I have always been at my most, impersonal, direct and even ruthless at work, so my usual choice would have been to find a way to get rid of her and in this situation it would have been easy, the VP I originally worked closely with asked me directly if he should keep her. However, in keeping with my new self and struggle to find my humanity last year, I decided to win her over and to champion her with the bosses. It made things difficult for me but I felt pretty good about it. We would have lunch and talk about work, how to improve things around the office and with our projects etc..
A few weeks ago her attitude toward me shifted entirely again. I was handed a vital project and after that she was cold to me again, she started acting petty and stopped talking to me except to make passive agressive comments. Now, I have discovered that she was informed a couple of weeks ago that she was being let go, she said nothing to me, no one did. As of last week all I knew was that she was leaving, so I brought it up to her, she made it clear that not only was she not leaving voluntarily she somehow either blamed me or is angry that she is being let go and I am not. People around the office have organized multiple lunches with her this week (her last week) and no one has said anything to me about them. Their silence and my exclusion has left me paranoid, wondering if I am next and they are distancing themselves, or if she has been spreading some sort of poison around the office about me and my having some role in her being let go. Any way you cut it, it has made work nothing short of uncomfortable.
But it all begs another question. In nearly every respect, I have tried to go about this job in a way that is different from how I normally would, a better way some would say. I am less aggressive, more flexible, nicer and have even tried forming some sort of bond and relationships with my fellow co-workers. Given that this job has been harder for me to fit in and excel at than any other, I have to wonder if it has been the right choice. If not, can I be that wicked, sort of “bad wolf” self at work and not at home? It is clear to me that I chose at work and in my personal life to be, for lack of a better all encompassing word, “evil” because it is easier, no need to bother struggling to figure out the right thing to say or do or the right way to behave is when you don’t really give a damn and just do what suits you and achieves your objectives.

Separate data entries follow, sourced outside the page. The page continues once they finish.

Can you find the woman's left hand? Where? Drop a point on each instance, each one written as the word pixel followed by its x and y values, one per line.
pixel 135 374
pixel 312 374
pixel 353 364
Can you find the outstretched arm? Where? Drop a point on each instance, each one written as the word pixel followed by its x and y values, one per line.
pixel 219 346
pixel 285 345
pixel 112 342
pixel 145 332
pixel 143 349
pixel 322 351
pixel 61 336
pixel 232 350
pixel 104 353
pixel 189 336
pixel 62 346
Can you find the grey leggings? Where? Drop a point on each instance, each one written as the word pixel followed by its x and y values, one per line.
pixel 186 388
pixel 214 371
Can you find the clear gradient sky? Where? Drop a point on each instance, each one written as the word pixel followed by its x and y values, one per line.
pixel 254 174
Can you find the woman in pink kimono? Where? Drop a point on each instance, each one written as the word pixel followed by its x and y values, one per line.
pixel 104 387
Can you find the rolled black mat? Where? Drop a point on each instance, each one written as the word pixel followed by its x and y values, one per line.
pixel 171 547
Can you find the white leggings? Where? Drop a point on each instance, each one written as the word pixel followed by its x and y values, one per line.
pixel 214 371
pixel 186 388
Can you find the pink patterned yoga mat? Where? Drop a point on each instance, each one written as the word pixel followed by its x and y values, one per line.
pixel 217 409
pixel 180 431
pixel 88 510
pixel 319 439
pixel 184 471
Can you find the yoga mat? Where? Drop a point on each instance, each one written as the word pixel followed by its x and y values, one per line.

I hated it, I have always hated being that guy. I have loathed the corporate environment in general because I know being ruthless and self centered is the only way to win this game and I don’t want to be that guy at work or at home. At the same time, what is the incentive to be any other way, at work anyway, if this is how it is going to turn out? Why bother being the nice guy if I am going to get burned and end up paranoid, making me cranky and depressed at home? The whole point of taking the other approach was because I believed you cannot be one way at work and another at home. I feel trapped, either be miserable because I am behaving like a ruthless jerk or be miserable because I am being the way I want (kind, compassionate, good) and getting hosed for it.